When can I remove private mortgage insurance (PMI) from my loan?

Answer: For many mortgages, Federal law provides rights to remove PMI under certain circumstances. Some lenders and servicers may also allow for earlier removal of PMI under their own standards.

The federal Homeowners Protection Act provides rights to remove PMI under certain circumstances. These rights apply to mortgages related to single-family principal residences, closed on or after July 29, 1999. The law generally provides two ways for you to remove PMI from your home loan: canceling PMI or PMI termination.

Request PMI cancellation

The Homeowners Protection Act gives you the right to request that your servicer cancel PMI when you have reached the date when the principal balance of your mortgage is scheduled to fall to 80 percent of the original value of your home. This date should have been given to you in writing on a PMI disclosure form when you received your mortgage. If you can't find the disclosure form, contact your servicer.

You can also make this request earlier if you have made additional payments that reduce the principal balance of your mortgage to 80 percent of the original value of your home. For this purpose, “original value” generally means either the contract sales price or the appraised value of your home at the time you purchased it, whichever is lower (or, if you have refinanced, the appraised value at the time you refinanced).

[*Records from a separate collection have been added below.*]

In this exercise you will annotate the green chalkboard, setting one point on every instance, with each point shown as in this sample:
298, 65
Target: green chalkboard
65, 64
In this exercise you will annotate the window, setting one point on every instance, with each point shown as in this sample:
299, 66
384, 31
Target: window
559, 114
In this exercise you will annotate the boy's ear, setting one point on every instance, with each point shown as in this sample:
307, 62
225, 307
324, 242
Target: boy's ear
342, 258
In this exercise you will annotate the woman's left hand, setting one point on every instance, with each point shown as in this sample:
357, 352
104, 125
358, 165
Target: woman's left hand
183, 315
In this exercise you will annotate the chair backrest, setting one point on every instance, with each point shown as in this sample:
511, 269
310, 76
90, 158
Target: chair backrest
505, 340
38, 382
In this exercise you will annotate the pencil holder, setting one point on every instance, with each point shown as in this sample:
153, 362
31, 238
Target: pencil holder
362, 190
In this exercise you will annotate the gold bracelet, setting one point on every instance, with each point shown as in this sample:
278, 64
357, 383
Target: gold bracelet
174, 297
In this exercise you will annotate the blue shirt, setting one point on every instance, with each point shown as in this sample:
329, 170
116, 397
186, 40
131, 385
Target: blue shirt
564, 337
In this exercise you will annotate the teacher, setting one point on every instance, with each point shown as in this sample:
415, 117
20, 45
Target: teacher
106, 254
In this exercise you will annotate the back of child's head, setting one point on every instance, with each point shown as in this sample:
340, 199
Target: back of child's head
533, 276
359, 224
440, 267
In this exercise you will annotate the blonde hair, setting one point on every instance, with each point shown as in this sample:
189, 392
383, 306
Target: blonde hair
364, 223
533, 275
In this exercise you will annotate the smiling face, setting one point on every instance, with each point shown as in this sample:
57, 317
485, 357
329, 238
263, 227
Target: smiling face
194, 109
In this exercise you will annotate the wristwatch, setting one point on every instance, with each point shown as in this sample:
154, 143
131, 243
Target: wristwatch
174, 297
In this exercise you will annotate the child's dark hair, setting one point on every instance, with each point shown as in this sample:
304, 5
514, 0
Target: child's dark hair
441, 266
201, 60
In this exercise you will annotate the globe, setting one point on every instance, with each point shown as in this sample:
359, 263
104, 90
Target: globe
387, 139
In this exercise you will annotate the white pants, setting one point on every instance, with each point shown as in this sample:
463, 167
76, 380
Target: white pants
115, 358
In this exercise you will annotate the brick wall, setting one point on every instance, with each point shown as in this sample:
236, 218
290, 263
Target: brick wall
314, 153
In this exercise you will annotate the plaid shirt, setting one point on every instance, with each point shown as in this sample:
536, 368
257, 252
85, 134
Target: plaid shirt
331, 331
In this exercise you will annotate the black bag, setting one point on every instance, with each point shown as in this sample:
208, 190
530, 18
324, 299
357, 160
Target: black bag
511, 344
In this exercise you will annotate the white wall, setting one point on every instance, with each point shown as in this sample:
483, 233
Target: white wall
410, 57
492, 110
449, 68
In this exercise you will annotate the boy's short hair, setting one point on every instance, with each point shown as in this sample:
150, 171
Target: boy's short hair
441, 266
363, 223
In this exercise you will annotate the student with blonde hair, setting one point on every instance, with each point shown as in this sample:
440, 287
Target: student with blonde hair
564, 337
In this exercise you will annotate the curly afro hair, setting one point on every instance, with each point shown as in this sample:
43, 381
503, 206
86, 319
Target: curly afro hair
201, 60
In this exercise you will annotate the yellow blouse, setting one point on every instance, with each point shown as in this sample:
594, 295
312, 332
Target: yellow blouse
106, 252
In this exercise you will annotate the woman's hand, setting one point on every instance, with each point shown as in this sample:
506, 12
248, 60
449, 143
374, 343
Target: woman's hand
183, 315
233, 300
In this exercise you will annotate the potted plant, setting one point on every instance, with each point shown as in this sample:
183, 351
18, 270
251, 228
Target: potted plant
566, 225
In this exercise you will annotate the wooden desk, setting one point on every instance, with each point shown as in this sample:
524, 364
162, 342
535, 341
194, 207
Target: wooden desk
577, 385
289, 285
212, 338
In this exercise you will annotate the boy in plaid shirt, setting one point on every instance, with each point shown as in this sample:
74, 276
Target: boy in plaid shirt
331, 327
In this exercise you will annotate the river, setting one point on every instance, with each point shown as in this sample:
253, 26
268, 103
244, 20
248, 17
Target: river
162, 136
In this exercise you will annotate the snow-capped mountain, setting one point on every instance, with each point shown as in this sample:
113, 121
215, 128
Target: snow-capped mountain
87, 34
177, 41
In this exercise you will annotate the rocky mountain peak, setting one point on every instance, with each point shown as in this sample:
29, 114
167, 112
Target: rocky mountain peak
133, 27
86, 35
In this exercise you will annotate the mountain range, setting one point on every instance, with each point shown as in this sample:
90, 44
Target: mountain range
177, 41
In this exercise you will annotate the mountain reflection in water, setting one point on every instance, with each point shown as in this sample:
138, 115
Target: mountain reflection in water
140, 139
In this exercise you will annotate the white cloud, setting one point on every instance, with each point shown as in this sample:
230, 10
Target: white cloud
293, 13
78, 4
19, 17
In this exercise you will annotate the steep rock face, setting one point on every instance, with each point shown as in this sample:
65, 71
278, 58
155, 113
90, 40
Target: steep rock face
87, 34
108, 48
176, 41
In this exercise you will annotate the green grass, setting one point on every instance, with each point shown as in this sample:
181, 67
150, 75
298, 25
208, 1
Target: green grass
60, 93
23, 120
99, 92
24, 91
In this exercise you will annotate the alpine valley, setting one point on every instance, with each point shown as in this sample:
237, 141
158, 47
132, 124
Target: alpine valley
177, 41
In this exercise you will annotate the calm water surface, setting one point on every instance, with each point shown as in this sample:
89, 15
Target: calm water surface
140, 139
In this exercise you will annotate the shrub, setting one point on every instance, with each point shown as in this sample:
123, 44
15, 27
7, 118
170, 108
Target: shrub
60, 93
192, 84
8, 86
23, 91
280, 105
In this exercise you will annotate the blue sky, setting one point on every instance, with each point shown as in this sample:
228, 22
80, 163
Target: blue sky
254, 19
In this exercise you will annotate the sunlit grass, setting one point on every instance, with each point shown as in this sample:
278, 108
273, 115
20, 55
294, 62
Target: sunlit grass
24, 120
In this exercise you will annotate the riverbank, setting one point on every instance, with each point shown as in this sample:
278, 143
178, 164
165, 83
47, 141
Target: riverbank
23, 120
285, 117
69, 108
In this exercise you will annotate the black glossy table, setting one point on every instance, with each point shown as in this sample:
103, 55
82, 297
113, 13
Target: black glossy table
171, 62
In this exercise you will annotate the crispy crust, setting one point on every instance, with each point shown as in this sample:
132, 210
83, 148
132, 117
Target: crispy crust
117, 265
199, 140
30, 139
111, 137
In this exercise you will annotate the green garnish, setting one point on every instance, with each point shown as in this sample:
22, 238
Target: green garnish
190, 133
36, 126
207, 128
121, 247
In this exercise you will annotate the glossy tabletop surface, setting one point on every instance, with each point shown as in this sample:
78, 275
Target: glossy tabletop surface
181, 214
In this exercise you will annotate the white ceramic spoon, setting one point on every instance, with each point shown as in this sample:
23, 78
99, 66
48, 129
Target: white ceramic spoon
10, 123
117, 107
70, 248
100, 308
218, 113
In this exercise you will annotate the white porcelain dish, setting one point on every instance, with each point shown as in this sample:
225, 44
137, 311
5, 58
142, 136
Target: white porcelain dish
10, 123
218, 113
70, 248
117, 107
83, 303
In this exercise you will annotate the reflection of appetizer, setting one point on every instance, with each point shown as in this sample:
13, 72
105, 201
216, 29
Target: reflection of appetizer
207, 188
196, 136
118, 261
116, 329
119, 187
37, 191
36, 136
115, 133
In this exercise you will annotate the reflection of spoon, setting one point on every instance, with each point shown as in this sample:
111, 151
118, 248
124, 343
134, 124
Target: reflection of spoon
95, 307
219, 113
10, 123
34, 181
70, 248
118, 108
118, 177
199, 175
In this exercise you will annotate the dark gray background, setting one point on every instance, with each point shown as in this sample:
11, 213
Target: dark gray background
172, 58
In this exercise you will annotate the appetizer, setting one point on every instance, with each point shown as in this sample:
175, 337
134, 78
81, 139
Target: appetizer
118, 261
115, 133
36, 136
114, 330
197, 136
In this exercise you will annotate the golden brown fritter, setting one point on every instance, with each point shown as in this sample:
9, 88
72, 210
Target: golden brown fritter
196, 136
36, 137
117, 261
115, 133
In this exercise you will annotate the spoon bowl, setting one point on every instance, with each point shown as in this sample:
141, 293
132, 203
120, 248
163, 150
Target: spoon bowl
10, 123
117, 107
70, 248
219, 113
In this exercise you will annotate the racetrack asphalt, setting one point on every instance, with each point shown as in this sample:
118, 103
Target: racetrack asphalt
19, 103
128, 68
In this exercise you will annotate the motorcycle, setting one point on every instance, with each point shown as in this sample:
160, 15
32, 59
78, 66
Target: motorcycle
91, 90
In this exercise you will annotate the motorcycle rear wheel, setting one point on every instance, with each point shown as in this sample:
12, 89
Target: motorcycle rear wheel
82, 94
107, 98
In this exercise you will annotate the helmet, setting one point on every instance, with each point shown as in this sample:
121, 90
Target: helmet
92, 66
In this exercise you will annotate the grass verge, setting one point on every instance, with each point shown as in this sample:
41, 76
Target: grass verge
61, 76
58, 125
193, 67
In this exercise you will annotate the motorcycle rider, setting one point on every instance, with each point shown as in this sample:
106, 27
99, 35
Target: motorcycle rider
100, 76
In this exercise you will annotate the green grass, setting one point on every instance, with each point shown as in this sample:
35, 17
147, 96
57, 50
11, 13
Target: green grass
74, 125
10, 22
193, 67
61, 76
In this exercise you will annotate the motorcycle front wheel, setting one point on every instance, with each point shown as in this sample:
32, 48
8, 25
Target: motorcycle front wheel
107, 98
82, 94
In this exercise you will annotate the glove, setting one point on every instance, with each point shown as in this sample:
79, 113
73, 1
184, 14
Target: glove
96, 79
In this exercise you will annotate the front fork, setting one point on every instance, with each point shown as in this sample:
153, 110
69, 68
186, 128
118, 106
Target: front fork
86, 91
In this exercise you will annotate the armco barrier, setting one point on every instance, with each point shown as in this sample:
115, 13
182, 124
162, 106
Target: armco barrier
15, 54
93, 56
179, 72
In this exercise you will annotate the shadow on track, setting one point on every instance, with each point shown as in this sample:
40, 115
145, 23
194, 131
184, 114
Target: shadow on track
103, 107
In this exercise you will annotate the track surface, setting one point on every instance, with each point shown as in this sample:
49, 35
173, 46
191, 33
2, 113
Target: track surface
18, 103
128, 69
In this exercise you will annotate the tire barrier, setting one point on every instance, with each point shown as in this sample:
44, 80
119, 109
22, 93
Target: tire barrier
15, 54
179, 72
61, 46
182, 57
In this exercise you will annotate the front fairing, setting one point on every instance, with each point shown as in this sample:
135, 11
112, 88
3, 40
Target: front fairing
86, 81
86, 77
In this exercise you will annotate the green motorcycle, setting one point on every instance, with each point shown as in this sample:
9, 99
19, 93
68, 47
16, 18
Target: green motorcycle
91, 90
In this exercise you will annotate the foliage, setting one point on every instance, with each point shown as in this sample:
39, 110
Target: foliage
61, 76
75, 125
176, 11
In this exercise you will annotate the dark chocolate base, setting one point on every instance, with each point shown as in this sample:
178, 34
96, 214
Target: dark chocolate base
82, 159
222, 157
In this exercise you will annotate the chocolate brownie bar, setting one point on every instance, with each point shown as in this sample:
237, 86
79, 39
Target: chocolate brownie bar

There are other important criteria you must meet if you want to cancel PMI on your loan:

  • Your request must be in writing.
  • You must have a good payment history and be current on your payments.
  • Your lender may require you to certify that there are no junior liens (such as a second mortgage) on your home.
  • Your lender can also require you to provide evidence (for example, an appraisal) that the value of your property hasn’t declined below the value of the home when you first bought it. If the value of your home has decreased, you may not be able to cancel PMI.

Automatic PMI termination
Even if you don’t ask your servicer to cancel PMI, your servicer still must terminate PMI on the date when your principal balance is scheduled to reach 78 percent of the original value of your home. For your PMI to be cancelled on that date, you need to be current on your payments on the anticipated termination date. Otherwise, PMI will not be terminated until shortly after your payments are brought up to date.

Final PMI termination
There is one other way you can stop paying for PMI. If you are current on payments, your lender or servicer must end the PMI the month after you reach the midpoint of your loan’s amortization schedule. The termination applies even if you have not reached 78 percent of the original value of your home. The midpoint of your loan’s amortization schedule is halfway through the full term of your loan. For 30-year loans, the midpoint would be after 15 years have passed. 

This standard for ending the PMI halfway through the loan’s term is more likely to occur for people who have a mortgage with an interest-only period, principal forbearance, or a balloon payment. Keep in mind that you must be current on your monthly payments for termination to occur.

If your loan is guaranteed by the Federal Housing Administration (FHA) or Department of Veterans Affairs (VA), these rules generally won’t apply. If you have questions about mortgage insurance on an FHA or VA loan, contact your servicer.

If you have lender-paid mortgage insurance, different rules apply.